Pour convertir le projet en succès, le VCB espère une quarantaine de participants. Si elle devait réunir une dizaine de concurrents, l'entreprise serait considérée non comme un acte fondateur, mais comme un échec cuisant. C'est pourquoi chaque engagement est une petite victoire. Premier inscrit (et finalement non-partant), Théodore Léveilley restera à jamais comme le premier engagé de la course mythique. Mais les engagements arrivent au compte-goutte. Ce n’est pas seulement la distance qui fait peur, mais aussi le budget nécessaire à une telle entreprise. Aux 10 francs que coûte l’engagement, il faut en effet ajouter bien d’autres frais : le matériel, l’approvisionnement ou encore le billet de train pour Bordeaux puisque les compagnies de chemins de fer ont refusé toute ristourne aux participants.
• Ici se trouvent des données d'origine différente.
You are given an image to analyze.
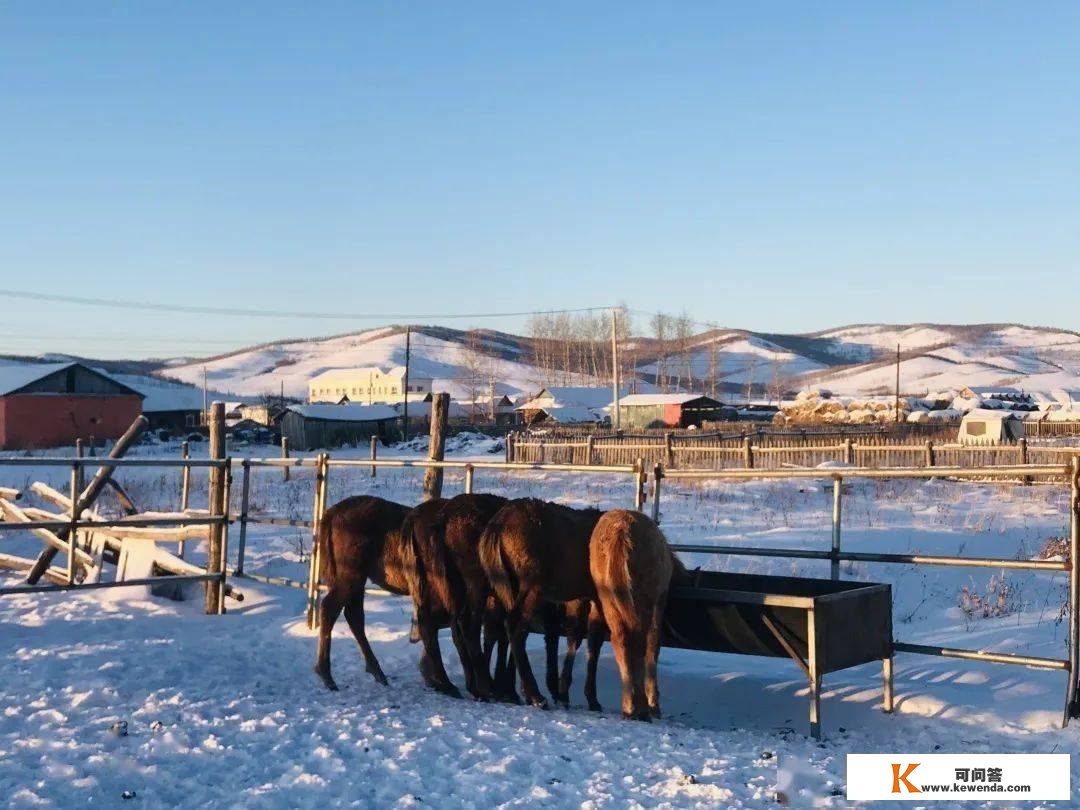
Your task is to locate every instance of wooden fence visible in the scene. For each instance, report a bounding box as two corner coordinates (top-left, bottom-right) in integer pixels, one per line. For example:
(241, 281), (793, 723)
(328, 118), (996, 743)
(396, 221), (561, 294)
(507, 433), (1080, 470)
(1024, 420), (1080, 438)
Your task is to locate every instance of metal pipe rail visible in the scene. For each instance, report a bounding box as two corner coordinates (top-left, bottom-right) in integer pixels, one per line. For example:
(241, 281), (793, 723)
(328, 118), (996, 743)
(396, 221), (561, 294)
(663, 464), (1069, 481)
(0, 456), (229, 469)
(671, 543), (1071, 579)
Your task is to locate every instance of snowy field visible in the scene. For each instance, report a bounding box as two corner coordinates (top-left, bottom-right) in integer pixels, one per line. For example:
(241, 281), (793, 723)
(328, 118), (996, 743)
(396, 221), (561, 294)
(0, 441), (1080, 808)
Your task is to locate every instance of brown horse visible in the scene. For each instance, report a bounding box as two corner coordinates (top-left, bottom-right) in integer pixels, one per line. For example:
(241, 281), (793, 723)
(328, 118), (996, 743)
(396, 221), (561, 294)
(589, 509), (686, 720)
(315, 495), (409, 689)
(480, 498), (602, 707)
(402, 494), (507, 700)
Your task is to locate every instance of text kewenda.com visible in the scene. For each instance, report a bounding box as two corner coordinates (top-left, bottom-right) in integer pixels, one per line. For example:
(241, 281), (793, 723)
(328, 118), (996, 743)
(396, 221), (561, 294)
(920, 783), (1031, 793)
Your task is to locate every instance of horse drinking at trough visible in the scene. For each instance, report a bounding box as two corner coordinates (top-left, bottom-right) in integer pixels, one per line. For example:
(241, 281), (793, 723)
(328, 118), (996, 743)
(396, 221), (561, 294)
(589, 509), (686, 720)
(315, 495), (409, 689)
(480, 498), (603, 707)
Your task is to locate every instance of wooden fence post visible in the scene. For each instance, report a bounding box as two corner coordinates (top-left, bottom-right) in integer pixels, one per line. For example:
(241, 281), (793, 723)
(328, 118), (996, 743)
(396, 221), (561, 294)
(634, 456), (648, 512)
(26, 416), (148, 585)
(307, 453), (329, 630)
(205, 402), (225, 613)
(423, 392), (450, 501)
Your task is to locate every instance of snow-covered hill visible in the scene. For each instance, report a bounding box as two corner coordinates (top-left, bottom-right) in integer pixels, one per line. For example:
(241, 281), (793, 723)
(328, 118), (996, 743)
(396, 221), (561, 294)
(159, 324), (1080, 397)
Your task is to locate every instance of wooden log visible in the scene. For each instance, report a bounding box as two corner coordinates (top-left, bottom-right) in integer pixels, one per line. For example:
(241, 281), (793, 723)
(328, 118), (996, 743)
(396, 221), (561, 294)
(0, 554), (67, 585)
(205, 402), (226, 615)
(0, 498), (100, 582)
(423, 392), (450, 501)
(26, 416), (149, 585)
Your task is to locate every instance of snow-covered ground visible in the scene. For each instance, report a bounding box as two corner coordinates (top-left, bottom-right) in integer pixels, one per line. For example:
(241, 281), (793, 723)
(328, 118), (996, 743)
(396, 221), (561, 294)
(0, 442), (1080, 807)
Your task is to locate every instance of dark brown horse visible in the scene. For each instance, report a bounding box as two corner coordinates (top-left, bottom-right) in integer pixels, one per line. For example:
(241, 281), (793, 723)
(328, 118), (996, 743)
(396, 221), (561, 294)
(315, 495), (409, 689)
(589, 509), (686, 720)
(402, 494), (507, 700)
(480, 498), (602, 707)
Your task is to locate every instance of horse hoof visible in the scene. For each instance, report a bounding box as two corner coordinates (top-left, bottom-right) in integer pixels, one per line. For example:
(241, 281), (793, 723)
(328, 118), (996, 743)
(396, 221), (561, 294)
(314, 666), (338, 692)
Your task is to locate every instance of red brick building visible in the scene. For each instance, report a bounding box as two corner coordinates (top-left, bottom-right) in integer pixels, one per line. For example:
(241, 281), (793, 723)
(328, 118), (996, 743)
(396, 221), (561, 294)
(0, 363), (143, 450)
Quant au service d’entraîneurs**, seuls les plus fortunés en bénéficieront. Pour les organisateurs, la partie est gagnée lorsque parviennent les engagements des meilleurs coursiers anglais, considérés comme les références mondiales. Bien que les courses sur route soient tout aussi inexistantes au pays de la reine Victoria, les routiers anglais ont l'habitude de s'offrir des courses au record ou des duels longues distances. La North Road, qui relie Londres à Edimbourg, est le creuset de tous les exploits britanniques. Les Français, qui concourent dans des épreuves beaucoup plus courtes, sont en retard tant sur la préparation physique que sur le matériel. A la pointe dans les années 1860, les marques de cycle hexagonales ont depuis été dépassées par leurs homologues britanniques à tous points de vue. Dès que la présence des têtes d'affiche anglaises est confirmée, il est évident que le trophée échappera aux Français. Mais comment ne pas se réjouir de la venue des meilleurs mondiaux ? Les quelques voix discordantes sont étouffées par l'excitation d'accueillir bientôt les Holbein, Mills, Edge...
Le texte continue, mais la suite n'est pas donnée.